Idling.
Exhaust spilling into the night.
No one around.
Not one person on the platform.
Because they’ve already boarded. They’re on the bus. It’s leaving!
Forcing herself even faster, she sprinted.
The doors closed with a whoosh. The bus started to move, big tires rolling, the beast lumbering forward.
No. No. No!
“Hey!” she cried, her lungs burning, her throat a rasp. “Wait!” Oh, please, God!
Taillights glowed an eerie red.
No, no, no! This couldn’t happen! Not after all she’d been through! Heart crumbling, adrenaline propelling her, she threw herself forward.
Miracle of miracles, the Greyhound slowed for a traffic light.
Redoubling her efforts, she ran and saw the light change from red to green.
With a growl and belch of diesel fumes the huge bus moved forward again.
Shit!
Frantic, her heart beating a thousand times a minute, Ivy tried desperately to flag the driver down. Couldn’t he see her in his huge mirrors?
“Stop!” she yelled, wildly thrashing her arms. “Stop!” Oh, please, please!
With a squeal of brakes and flash of bright taillights, the bus jerked to a halt.
“Yes!” She picked up the pace again, her breathing fast and hard. Obviously the driver had spotted her. Finally. A bit of hope appeared just as she saw a flash, a quicksilver movement caught in the beams of the Greyhound’s headlights.
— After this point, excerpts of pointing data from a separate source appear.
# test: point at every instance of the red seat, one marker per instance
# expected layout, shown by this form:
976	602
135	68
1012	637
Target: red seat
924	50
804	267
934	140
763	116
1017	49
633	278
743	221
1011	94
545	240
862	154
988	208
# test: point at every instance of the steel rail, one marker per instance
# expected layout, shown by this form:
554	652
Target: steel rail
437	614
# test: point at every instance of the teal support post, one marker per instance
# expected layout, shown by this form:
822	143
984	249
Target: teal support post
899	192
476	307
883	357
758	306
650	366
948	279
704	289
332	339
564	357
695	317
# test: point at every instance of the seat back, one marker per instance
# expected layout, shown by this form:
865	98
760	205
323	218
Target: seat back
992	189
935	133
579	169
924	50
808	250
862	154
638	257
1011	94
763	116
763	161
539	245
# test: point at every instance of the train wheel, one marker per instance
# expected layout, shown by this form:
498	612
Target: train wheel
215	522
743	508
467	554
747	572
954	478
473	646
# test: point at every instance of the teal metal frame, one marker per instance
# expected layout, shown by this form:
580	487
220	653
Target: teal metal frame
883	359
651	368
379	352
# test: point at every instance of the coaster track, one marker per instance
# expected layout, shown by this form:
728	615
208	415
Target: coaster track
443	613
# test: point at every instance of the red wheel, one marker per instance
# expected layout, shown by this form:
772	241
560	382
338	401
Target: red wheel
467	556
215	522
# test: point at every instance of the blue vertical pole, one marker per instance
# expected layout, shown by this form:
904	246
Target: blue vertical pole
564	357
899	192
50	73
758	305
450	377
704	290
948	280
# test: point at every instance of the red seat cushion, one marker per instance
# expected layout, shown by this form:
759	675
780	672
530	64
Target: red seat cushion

A scrawny coyote zipped through the swath of illumination to scurry into an alley near the station.
Good enough.
Again the bus started to inch forward, but Ivy was alongside the silver beast now and began pounding on its paneled sides. “Stop!” she cried, banging her fists on the metal until she reached the door, still running alongside the moving bus. “Let me on! Stop.”
The driver’s gaze jerked to the door and in an instant the bus ground to a stop.
A burly man with thick jowls and a bulbous nose, he squinted through the smudged glass to stare and take stock of her.
“Let me in!” she yelled, gasping for breath.
For a second he looked as if he might reach for some kind of weapon or drive off. “I have a ticket!” she cried, freaked that he might leave. As she pleaded with him, she saw the ghostly outline of her reflection in the doors—a pale woman with strange hair, smeared makeup, and a desperate, wild look contorting her face where blood was running from a cut above her eye and a bruise was beginning to show over her cheek. “Please!” she cried, and reached into her jacket pocket. “Please, sir. Let me in.”
His eyes widened as if he expected her to pull out a semiautomatic, but she retrieved her ticket and waved it at him.
From the corner of her eye she saw movement a few blocks behind the bus, an eerie shimmer that didn’t belong to a vehicle.
Oh. No.
A man staggered into the street behind them, his head still glowing from the fire burning through his hair.